1100 | 1010 ---- 1110
So the expression 12 | 10
has the value 14.
Finally, ^
computes the XOR operation, which yields 1 if either operand is 1, but not both.
1100 ^ 1010 ---- 0110
So the expression 12 ^ 10
has the value 6.
Most commonly, &
is used to clear a set of bits from a bit vector, |
is used to set bits, and ^
is used to flip, or “toggle” bits. Here are the details:
Clearing bits: For any value \( x \), \( x\ \& \ 0 \) is 0, and \( x\ \& \ 1 \) is \( x \). So if you AND a vector with 3, it selects only the two rightmost bits, and sets the rest to 0.
xxxx & 0011 ---- 00xx
In this context, the value 3 is called a “mask” because it selects some bits and masks the rest.
Setting bits: Similarly, for any \( x \), \( x\ | \ 0 \) is \( x \), and \( x\ | \ 1 \) is 1. So if you OR a vector with 3, it sets the rightmost bits, and leaves the rest alone:
xxxx | 0011 ---- xx11
Toggling bits: Finally, if you XOR a vector with 3, it flips the rightmost bits and leaves the rest alone.

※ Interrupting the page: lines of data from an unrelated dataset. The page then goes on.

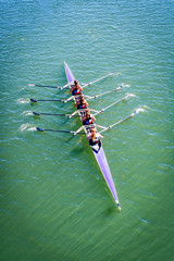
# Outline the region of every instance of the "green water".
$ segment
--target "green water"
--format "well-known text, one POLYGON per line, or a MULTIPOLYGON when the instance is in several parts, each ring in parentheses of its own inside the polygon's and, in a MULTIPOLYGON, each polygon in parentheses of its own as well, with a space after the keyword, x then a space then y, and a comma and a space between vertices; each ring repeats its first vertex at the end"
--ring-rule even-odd
POLYGON ((1 252, 3 261, 172 261, 173 0, 0 1, 1 252), (37 133, 36 126, 75 130, 78 119, 59 99, 69 90, 28 87, 66 84, 63 61, 102 109, 103 148, 120 212, 84 136, 37 133), (129 87, 128 87, 129 86, 129 87))

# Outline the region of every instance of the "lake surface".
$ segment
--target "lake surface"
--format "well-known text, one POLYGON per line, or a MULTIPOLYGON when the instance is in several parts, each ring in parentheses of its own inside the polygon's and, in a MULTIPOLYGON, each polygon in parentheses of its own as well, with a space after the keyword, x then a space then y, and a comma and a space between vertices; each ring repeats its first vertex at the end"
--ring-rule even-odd
POLYGON ((1 258, 3 261, 172 261, 174 259, 174 1, 0 1, 1 258), (109 126, 103 149, 119 211, 80 121, 34 119, 33 111, 71 113, 66 61, 109 126))

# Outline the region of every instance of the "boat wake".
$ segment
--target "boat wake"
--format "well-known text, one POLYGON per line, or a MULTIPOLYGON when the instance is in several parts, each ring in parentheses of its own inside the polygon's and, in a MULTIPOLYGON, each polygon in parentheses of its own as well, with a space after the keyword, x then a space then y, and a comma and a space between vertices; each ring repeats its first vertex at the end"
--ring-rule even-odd
POLYGON ((17 100, 17 103, 20 103, 20 104, 29 103, 29 102, 30 102, 29 98, 22 98, 22 99, 17 100))
POLYGON ((146 112, 147 109, 149 109, 147 105, 142 105, 142 107, 139 107, 139 108, 135 109, 135 111, 136 111, 136 113, 146 112))
POLYGON ((127 84, 124 84, 124 83, 122 83, 121 86, 124 87, 124 88, 129 88, 130 87, 130 85, 127 85, 127 84))
POLYGON ((30 116, 30 115, 34 115, 34 113, 32 111, 24 111, 22 115, 30 116))
POLYGON ((30 124, 30 123, 26 123, 26 124, 22 124, 20 127, 20 132, 35 132, 37 130, 37 128, 30 124))

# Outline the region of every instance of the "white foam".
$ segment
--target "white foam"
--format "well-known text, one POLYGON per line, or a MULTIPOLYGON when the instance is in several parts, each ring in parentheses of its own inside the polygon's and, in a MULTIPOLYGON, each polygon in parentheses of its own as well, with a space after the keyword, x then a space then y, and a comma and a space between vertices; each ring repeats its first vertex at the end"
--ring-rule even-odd
POLYGON ((33 112, 32 111, 24 111, 22 114, 26 115, 26 116, 30 116, 30 115, 33 115, 33 112))
POLYGON ((17 103, 20 104, 29 103, 29 102, 30 102, 29 98, 17 99, 17 103))
POLYGON ((37 128, 33 124, 30 124, 30 123, 22 124, 21 127, 20 127, 21 132, 25 132, 25 130, 26 132, 34 132, 36 129, 37 128))

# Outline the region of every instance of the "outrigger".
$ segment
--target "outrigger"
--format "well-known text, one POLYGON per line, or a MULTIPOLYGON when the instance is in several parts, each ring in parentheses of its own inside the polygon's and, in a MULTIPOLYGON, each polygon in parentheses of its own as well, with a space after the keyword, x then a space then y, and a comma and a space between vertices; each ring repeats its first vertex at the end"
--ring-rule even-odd
MULTIPOLYGON (((66 78, 67 78, 67 84, 64 85, 63 87, 59 87, 59 86, 44 86, 44 85, 30 85, 30 86, 48 87, 48 88, 59 88, 61 90, 64 89, 64 88, 67 88, 67 87, 72 88, 72 86, 74 85, 75 77, 74 77, 72 71, 70 70, 69 65, 65 62, 64 62, 64 67, 65 67, 65 74, 66 74, 66 78)), ((89 84, 84 85, 83 89, 85 87, 90 86, 91 84, 100 80, 100 79, 107 78, 110 75, 112 75, 112 73, 109 73, 109 74, 107 74, 105 76, 103 76, 103 77, 101 77, 99 79, 96 79, 96 80, 94 80, 94 82, 91 82, 89 84)), ((86 100, 96 99, 96 98, 98 98, 98 97, 100 97, 102 95, 105 95, 105 94, 109 94, 109 92, 112 92, 112 91, 119 91, 119 90, 121 90, 121 88, 122 88, 122 86, 120 86, 120 87, 117 87, 117 88, 115 88, 113 90, 105 91, 105 92, 103 92, 101 95, 98 95, 98 96, 94 96, 94 97, 85 96, 85 97, 86 97, 86 100)), ((95 112, 94 115, 97 115, 99 113, 104 112, 107 109, 111 108, 112 105, 114 105, 114 104, 116 104, 116 103, 119 103, 119 102, 121 102, 123 100, 126 100, 128 98, 129 98, 129 96, 125 96, 124 98, 113 102, 112 104, 108 105, 107 108, 104 108, 104 109, 102 109, 100 111, 92 110, 92 109, 90 109, 90 111, 95 112)), ((36 99, 30 99, 30 102, 33 103, 33 102, 37 102, 37 101, 62 101, 62 102, 66 103, 70 100, 74 100, 76 102, 78 100, 78 96, 71 96, 69 99, 59 99, 59 100, 36 100, 36 99)), ((51 114, 51 113, 37 113, 37 112, 33 112, 33 113, 34 113, 35 116, 39 116, 39 115, 59 115, 59 116, 67 116, 67 117, 79 116, 80 120, 82 120, 83 116, 84 116, 84 113, 85 113, 85 109, 78 109, 75 112, 73 112, 72 114, 60 114, 60 113, 51 114)), ((133 117, 135 114, 136 114, 136 112, 132 113, 130 115, 124 117, 123 120, 121 120, 121 121, 119 121, 119 122, 116 122, 116 123, 114 123, 114 124, 112 124, 112 125, 110 125, 108 127, 103 127, 101 125, 92 123, 92 124, 89 124, 89 125, 83 125, 77 130, 45 129, 45 128, 40 128, 40 127, 37 127, 37 130, 39 130, 39 132, 72 133, 73 135, 86 134, 86 136, 88 137, 89 134, 90 134, 91 128, 94 128, 94 127, 96 128, 96 130, 97 130, 97 128, 101 128, 101 130, 98 132, 99 134, 101 134, 101 133, 103 133, 103 132, 105 132, 108 129, 111 129, 113 126, 115 126, 115 125, 126 121, 127 119, 133 117)), ((96 145, 92 145, 90 147, 91 147, 92 153, 94 153, 94 156, 95 156, 95 158, 96 158, 96 160, 98 162, 98 165, 99 165, 99 167, 101 170, 101 173, 102 173, 102 175, 103 175, 103 177, 105 179, 105 183, 107 183, 107 185, 108 185, 108 187, 109 187, 109 189, 111 191, 111 195, 113 196, 113 199, 114 199, 117 208, 121 210, 121 206, 120 206, 120 202, 119 202, 119 198, 117 198, 116 189, 115 189, 115 186, 114 186, 114 182, 113 182, 113 178, 112 178, 112 175, 111 175, 111 171, 110 171, 110 167, 109 167, 109 164, 108 164, 108 161, 107 161, 105 153, 104 153, 103 148, 102 148, 102 142, 99 141, 96 145)))

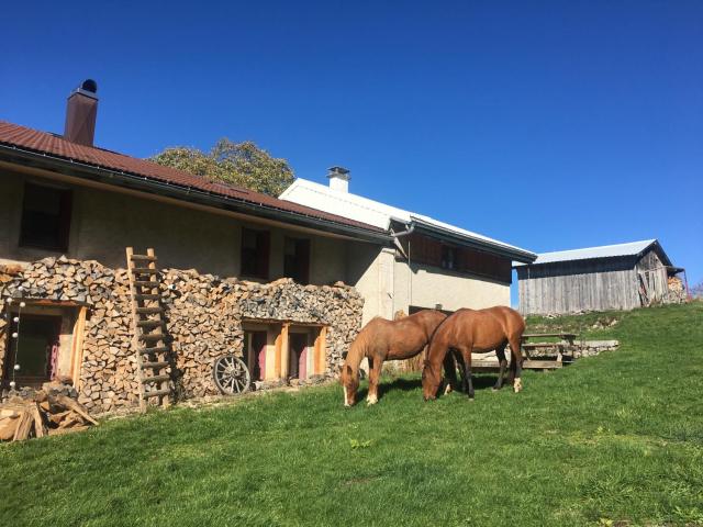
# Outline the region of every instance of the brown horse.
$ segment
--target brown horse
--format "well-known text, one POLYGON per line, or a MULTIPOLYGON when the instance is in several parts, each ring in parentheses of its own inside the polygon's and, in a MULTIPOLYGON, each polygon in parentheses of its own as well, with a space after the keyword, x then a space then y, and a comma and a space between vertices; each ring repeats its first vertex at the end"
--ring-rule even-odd
POLYGON ((387 321, 377 316, 364 326, 352 343, 341 369, 339 380, 344 386, 344 405, 352 406, 356 403, 356 392, 359 389, 359 365, 364 357, 369 359, 367 403, 376 404, 383 361, 410 359, 420 354, 446 317, 447 315, 439 311, 423 310, 397 321, 387 321))
POLYGON ((522 374, 523 356, 521 340, 525 330, 525 321, 515 310, 504 306, 487 310, 459 310, 437 327, 427 350, 427 360, 422 370, 422 391, 425 401, 435 399, 442 384, 442 363, 449 349, 455 349, 464 357, 464 388, 469 399, 473 399, 473 383, 471 381, 471 352, 488 352, 495 350, 500 363, 498 382, 493 390, 503 385, 505 346, 510 344, 513 354, 510 378, 515 393, 523 388, 520 379, 522 374))

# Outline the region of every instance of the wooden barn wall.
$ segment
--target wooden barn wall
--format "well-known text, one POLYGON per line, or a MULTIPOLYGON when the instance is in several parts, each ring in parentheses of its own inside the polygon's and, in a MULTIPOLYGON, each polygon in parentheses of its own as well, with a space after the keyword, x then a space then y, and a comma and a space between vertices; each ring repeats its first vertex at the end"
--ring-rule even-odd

As an exercise, see if you can compute the two’s complement of 12 using ^
. Hint: what’s the two’s complement representation of -1?
C also provides shift operators, <<
and >>
, which shift bits left and right. Each left shift doubles a number, so 5 << 1
is 10, and 5 << 2
is 20. Each right shift divides by two (rounding down), so 5 >> 1
is 2 and 2 >> 1
is 1.